Geographies of Social Change

GPS Slideshow

A well-established research strength within Human Geography at Newcastle explores and extends an applied, critical understanding of cities and urbanism. Geographies of Social Change encompasses the work of 10 staff in the School (Bonnett, Botterill, Champion, Coombes, Hopkins, Jarvis, Laurie, Nayak, Stenning, Tate) and more than a dozen current or recently completed postgraduate students.

The common core of our research is its attention to the changing social geographies of towns and cities, through which we explore often longstanding and always important social issues in projects which are both methodologically and theoretically innovative. We seek to understand the everyday geographies of urban life and to explore the intersections and inequalities which shape those geographies. Ideas about identity, families and households, health, welfare and care, infrastructures and community run through our research and these lead us to connect with issues of gender, race, ethnicity and migration, youth, religion, class, social size and generation, amongst others.

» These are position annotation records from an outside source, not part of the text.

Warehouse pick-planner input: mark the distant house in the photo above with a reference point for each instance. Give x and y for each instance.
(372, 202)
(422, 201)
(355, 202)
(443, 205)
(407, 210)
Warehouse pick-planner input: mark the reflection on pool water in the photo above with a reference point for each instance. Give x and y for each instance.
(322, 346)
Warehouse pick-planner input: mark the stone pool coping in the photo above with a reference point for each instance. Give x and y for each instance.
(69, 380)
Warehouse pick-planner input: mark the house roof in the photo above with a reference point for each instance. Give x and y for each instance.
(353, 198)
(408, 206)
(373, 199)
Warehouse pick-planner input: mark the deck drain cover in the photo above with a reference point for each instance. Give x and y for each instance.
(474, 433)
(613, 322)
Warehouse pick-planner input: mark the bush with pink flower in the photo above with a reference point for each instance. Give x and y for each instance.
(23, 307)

The work of Newcastle's urban social geographers is both international and interdisciplinary. We are proud of both our local research, much of which builds on participative and collaborative projects with communities across the North East, and of our more global collaborations. The international, transnational and comparative work that many of us undertake showcases specialist research skills (in language-based area studies, for example) and allows us to draw on a wide range of contexts and experiences in our seminars and workshops.

These international collaborations also support the work of our postgraduate students who have, in recent years, undertaken research in Poland, Peru, Colombia, Nigeria, Serbia, Thailand, Bolivia and the UK. Our interdisciplinary engagements mean that many of us work closely with our colleagues in Sociology, in the Institute of Health and Society, and in the International Centre for Cultural and Heritage Studies, amongst others.

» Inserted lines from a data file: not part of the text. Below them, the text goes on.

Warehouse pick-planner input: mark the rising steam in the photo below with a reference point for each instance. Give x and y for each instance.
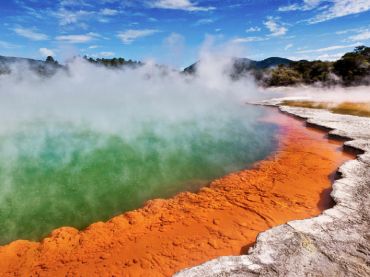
(90, 142)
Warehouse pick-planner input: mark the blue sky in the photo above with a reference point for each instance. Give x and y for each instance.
(173, 31)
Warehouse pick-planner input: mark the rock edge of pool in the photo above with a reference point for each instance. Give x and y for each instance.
(336, 243)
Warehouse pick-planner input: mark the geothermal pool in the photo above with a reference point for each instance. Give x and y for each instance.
(57, 172)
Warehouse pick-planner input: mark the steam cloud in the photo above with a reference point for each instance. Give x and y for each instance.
(70, 142)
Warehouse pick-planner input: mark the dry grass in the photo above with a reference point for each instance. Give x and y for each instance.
(351, 108)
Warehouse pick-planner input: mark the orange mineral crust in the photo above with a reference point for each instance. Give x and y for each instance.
(166, 236)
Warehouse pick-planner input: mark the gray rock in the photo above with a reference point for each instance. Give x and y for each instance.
(336, 243)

Research in this strand has led to the publication of key texts for prestigious publishers: Cities and Gender (Jarvis); Young People, Place and Identity (Hopkins); Domesticating Neoliberalism (Stenning); Indigenous Development in the Andes: Culture, Power, and Transnationalism (Laurie) and Gender, Youth and Culture: Young Masculinities and Femininities (Nayak).

It has also attracted funding from a variety of sources, both academic (including ESRC, AHRC, Nuffield, and the British Academy) and policy (such as the Department for Transport, the Scottish Government, the Forestry Commission, and the Department for Communities and Local Government). Through these collaborations, we engage with a range of key policy agendas, including those around citizenship, asylum, volunteering, community, health and faith.

Some of our urban social geographies work takes place within the Centre for Urban and Regional Development Studies (CURDS), a research centre with a strong track record in academically-rigorous, policy-relevant research on city-regions, migration and commuting, geographies of unemployment, and housing markets (Coombes, Champion).